Examples of reclassification from the NCCN system into the 6-tier clinical-genomic classification model:

In prospective cohort II in the Spratt study 29.9% (292/977) of men based on their biopsy 4-tier NCCN risk assignment were reclassified in the 6-tier model.

  • 17.1 % of men initially classified as NCCN low-risk were reclassified to favorable intermediate, i.e. Gleason 3 + 4 = 7 potentially making them ineligible for active surveillance in most schemas. This percentage of reclassification parallels the documented likelihood that 20 – 30% of men with initial biopsy Gleason score 6 are found on confirmatory biopsy to be Gleason 7.
  • 54% of men initially NCCN favorable-risk were reclassified to unfavorable risk, a change likely to affect the decision whether to add adjuvant hormone treatment after radiation therapy. [See study cited below.] And, 44.4% of men in the favorable NCCN group were reassigned to low risk in the GC system.
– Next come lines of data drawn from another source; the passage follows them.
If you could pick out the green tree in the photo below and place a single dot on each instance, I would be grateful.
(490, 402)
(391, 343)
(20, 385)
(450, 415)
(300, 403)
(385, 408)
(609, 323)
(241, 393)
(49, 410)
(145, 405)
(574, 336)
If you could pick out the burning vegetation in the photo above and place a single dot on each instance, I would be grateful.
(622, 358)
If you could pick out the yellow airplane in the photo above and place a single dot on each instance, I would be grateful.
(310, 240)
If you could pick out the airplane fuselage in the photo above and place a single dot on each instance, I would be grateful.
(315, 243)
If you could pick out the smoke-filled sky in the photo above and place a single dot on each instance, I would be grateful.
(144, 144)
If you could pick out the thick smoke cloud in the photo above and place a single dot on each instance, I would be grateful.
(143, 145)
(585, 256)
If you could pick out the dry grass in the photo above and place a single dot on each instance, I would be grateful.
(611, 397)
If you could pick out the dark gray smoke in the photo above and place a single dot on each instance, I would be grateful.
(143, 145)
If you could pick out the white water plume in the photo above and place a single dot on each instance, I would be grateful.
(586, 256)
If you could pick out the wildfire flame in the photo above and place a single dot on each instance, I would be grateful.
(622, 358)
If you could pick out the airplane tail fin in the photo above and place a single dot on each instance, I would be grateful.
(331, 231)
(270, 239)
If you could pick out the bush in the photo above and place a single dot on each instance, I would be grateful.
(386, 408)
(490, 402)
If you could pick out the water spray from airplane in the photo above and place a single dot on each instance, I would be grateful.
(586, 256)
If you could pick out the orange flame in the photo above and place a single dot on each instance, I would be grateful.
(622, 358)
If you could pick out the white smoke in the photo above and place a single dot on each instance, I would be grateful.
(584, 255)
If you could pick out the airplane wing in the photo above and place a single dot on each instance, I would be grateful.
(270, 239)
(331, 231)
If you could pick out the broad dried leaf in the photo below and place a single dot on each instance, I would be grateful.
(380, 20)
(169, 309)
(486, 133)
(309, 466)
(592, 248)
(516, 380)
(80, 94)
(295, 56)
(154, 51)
Lastly; an example of the CG risk classifier in clinical practice:

In a study of 121 men with NCCN intermediate-risk prostate cancer (IR-PCa) treated with radiation and no ADT between 2005 – 2011, Berlin et al. (Int J Rad Oncl Bio Phys, 2018 June) retrospectively evaluated biopsy specimens with the CG classifier. Their quest was to determine whether the NCCN or GC classification better predicted for 5-year biochemical recurrence and metastases. Using the current NCCN two subcategories of intermediate-risk cancer, 60 of 87 men initially staged as NCCN unfavorable-risk were reclassified to favorable and 3 of 33 favorable-risk were assigned unfavorable status on the basis CG scores.

Their finding was that the CG model performed significantly better than NCCN in predicting these end points. The clinical-genomic model was almost 90% accurate at predicting metastases. Their conclusion: “We therefore recommend the use of clinical-genomic risk stratification to identify IR-PCa patients who can be treated with DE-IGRT [dose-escalated image-guided radiation therapy] and safely omit combinatorial ADT.”


The NCCN risk categories incompletely capture the disparity of biologic behavior within each group. By integrating Decipher with the NCCN system a clinical-genomic classifier has been developed which substantially improves prognostic accuracy.